Evolutionary Relationships

  • Pollinators and herbivores: Insects such as bees (Hymenoptera) and moths (Lepidoptera) have had significant evolutionary impact interacting with angiosperms.

  • The interdependence between insects and flowering plants has shaped terrestrial ecosystems significantly.

Educational Resources

  • Suggested further study via the entomology course (EEB 4250) offered at the University of Connecticut.

Vertebrate Diversity and Evolution

Divisions of Vertebrates

  1. Agnatha (jawless fish):

    • Include hagfish and lampreys.

    • Notable for their lack of jaws; possess keratin structures for feeding.

  2. Chondrichthyes (cartilaginous fish):

    • Include sharks, skates, and rays.

    • Characterized by a skeleton made of cartilage, providing flexibility and reduced weight.

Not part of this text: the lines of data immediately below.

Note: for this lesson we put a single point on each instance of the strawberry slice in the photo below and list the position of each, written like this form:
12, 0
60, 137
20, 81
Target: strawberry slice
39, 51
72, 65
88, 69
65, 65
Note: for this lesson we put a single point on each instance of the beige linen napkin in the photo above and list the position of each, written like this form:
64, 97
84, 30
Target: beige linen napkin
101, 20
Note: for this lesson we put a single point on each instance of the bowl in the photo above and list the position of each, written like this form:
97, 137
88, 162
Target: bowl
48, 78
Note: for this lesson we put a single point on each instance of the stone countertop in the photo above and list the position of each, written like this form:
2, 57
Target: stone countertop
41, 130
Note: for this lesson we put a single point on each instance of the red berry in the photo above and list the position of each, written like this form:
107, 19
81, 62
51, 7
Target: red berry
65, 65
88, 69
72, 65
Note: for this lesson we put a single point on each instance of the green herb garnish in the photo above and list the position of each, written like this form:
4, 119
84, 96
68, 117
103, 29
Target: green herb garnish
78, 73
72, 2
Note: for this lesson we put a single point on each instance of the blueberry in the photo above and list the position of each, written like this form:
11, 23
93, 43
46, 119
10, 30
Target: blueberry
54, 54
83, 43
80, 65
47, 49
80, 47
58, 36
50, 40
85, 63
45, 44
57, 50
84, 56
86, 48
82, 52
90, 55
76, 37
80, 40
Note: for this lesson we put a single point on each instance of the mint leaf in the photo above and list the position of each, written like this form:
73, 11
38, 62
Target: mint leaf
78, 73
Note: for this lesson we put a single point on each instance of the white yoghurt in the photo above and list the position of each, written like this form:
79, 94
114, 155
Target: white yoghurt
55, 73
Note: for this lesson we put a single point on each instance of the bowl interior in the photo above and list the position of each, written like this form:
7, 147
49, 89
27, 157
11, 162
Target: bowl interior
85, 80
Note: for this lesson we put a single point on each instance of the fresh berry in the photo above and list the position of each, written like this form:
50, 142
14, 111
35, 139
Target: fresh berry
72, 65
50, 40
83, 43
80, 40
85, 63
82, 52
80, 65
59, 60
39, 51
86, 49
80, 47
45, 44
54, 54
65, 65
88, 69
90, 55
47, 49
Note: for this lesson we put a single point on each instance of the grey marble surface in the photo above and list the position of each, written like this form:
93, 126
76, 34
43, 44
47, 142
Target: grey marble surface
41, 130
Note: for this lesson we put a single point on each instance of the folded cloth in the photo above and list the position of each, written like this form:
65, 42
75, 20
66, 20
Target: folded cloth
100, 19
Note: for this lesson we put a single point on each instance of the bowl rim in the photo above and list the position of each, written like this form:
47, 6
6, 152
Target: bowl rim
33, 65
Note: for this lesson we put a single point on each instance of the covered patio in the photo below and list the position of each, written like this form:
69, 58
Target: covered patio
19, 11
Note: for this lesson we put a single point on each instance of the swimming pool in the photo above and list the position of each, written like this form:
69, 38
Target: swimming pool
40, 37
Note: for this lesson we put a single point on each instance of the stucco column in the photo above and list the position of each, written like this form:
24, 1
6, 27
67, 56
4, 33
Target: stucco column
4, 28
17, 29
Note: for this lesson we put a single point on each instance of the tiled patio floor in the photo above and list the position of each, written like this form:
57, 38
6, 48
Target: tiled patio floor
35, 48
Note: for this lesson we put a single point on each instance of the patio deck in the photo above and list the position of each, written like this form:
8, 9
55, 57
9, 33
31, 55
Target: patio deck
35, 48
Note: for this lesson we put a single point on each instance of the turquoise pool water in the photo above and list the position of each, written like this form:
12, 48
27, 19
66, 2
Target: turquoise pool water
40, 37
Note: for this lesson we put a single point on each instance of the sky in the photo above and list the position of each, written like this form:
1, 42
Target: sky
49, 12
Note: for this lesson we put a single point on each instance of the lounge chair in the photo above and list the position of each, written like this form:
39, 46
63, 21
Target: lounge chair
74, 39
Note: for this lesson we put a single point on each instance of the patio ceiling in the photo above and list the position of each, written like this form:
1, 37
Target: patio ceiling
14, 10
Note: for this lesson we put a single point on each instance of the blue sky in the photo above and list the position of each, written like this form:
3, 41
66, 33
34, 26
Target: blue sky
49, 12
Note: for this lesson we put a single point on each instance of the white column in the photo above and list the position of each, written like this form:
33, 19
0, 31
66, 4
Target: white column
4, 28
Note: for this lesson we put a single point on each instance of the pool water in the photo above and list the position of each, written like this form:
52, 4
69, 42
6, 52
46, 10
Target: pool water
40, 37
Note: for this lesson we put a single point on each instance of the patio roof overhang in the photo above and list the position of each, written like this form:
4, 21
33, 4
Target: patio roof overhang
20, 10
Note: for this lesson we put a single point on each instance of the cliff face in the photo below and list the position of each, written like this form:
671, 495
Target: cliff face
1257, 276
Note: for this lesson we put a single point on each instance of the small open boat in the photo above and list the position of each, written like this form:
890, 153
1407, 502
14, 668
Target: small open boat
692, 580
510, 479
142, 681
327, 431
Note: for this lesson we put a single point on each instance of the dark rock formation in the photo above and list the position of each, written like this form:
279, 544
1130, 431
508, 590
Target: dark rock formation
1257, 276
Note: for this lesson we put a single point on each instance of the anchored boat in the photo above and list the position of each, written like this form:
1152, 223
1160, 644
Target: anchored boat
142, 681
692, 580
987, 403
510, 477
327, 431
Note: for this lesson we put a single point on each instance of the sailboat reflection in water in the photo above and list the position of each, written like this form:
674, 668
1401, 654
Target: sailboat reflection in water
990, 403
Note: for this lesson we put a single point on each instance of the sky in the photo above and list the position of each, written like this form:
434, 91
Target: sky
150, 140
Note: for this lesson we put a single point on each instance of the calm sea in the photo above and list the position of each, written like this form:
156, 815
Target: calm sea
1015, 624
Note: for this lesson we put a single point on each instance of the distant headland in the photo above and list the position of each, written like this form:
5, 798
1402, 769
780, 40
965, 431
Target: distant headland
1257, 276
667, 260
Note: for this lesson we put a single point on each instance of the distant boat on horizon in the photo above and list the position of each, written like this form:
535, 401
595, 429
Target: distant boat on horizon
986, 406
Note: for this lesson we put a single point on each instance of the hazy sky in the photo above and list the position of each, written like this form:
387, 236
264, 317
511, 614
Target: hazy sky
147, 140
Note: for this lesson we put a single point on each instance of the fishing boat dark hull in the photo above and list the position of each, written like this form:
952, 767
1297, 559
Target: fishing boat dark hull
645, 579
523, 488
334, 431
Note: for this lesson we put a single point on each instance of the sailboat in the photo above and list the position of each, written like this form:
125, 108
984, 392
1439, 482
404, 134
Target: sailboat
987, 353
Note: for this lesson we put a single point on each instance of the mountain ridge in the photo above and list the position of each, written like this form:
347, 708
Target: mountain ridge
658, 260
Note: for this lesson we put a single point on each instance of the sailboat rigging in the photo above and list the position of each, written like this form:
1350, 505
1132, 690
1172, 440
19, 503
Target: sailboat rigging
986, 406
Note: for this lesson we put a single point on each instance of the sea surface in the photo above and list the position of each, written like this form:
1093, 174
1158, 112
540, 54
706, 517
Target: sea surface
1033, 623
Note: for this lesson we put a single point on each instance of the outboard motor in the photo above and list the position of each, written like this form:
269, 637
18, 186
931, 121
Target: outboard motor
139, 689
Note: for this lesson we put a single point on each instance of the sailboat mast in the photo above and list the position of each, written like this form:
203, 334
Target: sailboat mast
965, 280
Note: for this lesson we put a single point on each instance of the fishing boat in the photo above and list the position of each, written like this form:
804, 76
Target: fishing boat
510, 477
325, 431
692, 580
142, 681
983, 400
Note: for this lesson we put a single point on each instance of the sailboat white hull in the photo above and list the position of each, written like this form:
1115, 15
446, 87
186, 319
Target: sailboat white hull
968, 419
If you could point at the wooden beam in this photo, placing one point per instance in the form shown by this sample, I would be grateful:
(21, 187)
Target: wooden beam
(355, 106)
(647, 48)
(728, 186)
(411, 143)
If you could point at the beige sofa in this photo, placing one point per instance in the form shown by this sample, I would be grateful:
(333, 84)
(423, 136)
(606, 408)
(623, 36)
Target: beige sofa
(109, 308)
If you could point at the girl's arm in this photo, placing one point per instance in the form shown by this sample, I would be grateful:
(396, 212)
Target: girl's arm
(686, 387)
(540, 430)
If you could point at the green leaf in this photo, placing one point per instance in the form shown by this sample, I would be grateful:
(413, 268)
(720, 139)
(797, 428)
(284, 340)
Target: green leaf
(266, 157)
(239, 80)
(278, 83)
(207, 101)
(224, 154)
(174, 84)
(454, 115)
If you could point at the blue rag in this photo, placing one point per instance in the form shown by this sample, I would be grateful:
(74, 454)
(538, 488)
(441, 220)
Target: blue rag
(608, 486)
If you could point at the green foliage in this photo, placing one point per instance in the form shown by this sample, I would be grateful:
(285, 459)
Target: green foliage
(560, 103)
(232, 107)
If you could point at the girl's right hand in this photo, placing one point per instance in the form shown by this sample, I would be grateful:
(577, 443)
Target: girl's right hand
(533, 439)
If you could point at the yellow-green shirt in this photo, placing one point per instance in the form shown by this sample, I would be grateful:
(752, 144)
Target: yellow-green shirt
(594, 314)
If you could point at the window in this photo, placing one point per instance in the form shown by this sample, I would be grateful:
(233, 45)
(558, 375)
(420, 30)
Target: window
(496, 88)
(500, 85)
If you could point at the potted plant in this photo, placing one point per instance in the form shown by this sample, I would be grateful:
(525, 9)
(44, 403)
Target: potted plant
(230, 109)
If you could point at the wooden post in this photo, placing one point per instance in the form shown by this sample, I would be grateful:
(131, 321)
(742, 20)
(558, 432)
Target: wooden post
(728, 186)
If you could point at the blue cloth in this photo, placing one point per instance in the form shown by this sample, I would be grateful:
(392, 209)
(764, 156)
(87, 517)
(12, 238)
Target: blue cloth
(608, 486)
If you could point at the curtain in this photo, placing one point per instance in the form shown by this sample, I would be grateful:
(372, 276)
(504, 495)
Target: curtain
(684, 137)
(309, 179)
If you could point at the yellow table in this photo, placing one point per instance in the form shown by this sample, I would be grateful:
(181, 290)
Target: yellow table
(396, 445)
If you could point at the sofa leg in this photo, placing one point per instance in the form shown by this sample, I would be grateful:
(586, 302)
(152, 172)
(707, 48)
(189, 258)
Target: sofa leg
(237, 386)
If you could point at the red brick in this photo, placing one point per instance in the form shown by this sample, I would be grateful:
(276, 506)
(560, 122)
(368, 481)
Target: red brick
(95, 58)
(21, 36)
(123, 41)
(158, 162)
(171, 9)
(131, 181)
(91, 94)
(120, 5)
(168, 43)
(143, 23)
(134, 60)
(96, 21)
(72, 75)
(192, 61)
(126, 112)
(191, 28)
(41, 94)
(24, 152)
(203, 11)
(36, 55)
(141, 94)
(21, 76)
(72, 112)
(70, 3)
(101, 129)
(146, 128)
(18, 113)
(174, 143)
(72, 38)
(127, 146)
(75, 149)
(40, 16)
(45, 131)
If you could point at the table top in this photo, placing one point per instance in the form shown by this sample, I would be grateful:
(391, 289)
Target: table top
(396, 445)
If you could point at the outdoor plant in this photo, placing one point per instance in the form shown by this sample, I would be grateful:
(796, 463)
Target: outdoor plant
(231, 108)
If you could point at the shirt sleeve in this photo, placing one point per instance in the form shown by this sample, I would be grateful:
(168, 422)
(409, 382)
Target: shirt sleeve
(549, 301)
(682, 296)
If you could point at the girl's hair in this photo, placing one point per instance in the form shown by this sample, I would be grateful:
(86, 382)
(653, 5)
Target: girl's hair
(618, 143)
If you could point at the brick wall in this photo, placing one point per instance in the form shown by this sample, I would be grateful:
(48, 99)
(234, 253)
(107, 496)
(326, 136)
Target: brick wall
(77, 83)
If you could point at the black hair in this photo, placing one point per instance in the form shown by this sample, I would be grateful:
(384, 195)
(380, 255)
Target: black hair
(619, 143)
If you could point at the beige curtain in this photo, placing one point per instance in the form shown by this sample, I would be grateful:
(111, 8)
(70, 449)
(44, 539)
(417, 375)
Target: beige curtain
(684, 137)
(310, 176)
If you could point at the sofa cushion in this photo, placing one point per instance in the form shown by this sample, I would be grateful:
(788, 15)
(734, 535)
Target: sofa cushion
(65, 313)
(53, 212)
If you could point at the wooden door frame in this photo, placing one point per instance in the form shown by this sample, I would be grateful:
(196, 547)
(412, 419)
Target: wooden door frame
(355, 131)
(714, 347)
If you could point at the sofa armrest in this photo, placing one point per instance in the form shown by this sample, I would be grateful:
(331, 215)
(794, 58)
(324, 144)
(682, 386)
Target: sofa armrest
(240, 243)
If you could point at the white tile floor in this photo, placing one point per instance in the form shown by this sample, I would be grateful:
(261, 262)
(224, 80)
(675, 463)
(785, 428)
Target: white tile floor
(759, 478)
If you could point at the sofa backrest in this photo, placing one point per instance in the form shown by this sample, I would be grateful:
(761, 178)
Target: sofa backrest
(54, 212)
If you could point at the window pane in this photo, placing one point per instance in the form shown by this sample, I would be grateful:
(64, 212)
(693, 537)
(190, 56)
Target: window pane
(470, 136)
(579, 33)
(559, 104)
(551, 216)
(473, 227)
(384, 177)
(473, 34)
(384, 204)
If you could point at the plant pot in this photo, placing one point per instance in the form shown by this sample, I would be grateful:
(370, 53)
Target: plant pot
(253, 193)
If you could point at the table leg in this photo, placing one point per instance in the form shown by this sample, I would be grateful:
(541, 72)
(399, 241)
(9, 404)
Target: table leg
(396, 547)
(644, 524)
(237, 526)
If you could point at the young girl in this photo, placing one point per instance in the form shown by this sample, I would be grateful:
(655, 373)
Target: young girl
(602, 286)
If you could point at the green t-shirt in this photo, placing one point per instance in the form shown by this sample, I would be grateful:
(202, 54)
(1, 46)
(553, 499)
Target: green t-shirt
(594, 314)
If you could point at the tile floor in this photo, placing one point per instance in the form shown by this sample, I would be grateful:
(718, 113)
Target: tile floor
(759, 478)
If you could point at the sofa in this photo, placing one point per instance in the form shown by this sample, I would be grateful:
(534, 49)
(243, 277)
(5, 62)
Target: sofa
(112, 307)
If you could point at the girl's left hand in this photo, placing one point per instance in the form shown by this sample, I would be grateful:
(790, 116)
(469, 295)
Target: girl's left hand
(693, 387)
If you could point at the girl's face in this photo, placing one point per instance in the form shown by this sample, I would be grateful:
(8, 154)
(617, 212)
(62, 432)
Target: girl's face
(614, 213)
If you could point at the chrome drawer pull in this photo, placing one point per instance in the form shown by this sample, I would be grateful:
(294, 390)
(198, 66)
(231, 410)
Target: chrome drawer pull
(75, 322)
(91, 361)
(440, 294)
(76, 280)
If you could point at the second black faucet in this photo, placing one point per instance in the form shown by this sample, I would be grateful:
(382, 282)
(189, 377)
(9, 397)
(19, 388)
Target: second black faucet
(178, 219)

  3. Osteichthyes (bony fish):

    • Highly diverse group with over 20,000 species.

    • Possess a bony skeleton and have complex gill structures for breathing underwater.

  • Significance of Osteichthyes: Represents the most species-rich vertebrate group.

Transition from Water to Land in Vertebrates

  • Evolutionary Shifts:

    • Significant adaptations necessary for land survival:

    • Development of limbs, rib cages, and specialized skulls.

    • Tiktaalik is highlighted as a transitional fossil with features indicative of both aquatic and terrestrial adaptations.

  • Transition Events:

    • Multiple groups of vertebrates made significant transitions to land, characterized by adaptations in biology and behavior.

Amniotes and Their Evolutionary Significance

  • Amniotes: A group well-adapted for terrestrial life, characterized by the presence of an amniotic egg that provides a protective environment for the developing embryo.

    • Features include desiccation-resistant shells and sometimes placental structures.

  • Evolutionary Trends:

    • Repeated evolution of endothermy (internal heating using metabolic processes) within vertebrates.

    • The evolution of matrotrophy (direct nourishment of the embryo by the mother), improving offspring viability and development at birth.

Mammalian Characteristics and Diversity

  • Shared Features of Mammals:

    • Characterized by hair or fur and specialized skin glands (e.g., sweat glands and mammary glands).

    • Heterodont dentition: differentiation of tooth types in mammals allows for varied diets.

  • Reproductive Strategies:

    • Major groups include Monotremes (egg-laying), Marsupials (give birth to underdeveloped young), and Eutherians (complex placental mammals).

Diversity Within Mammals

  • Represent a rich and diverse group of animals, present across various habitats and exhibiting numerous adaptations for survival and reproduction.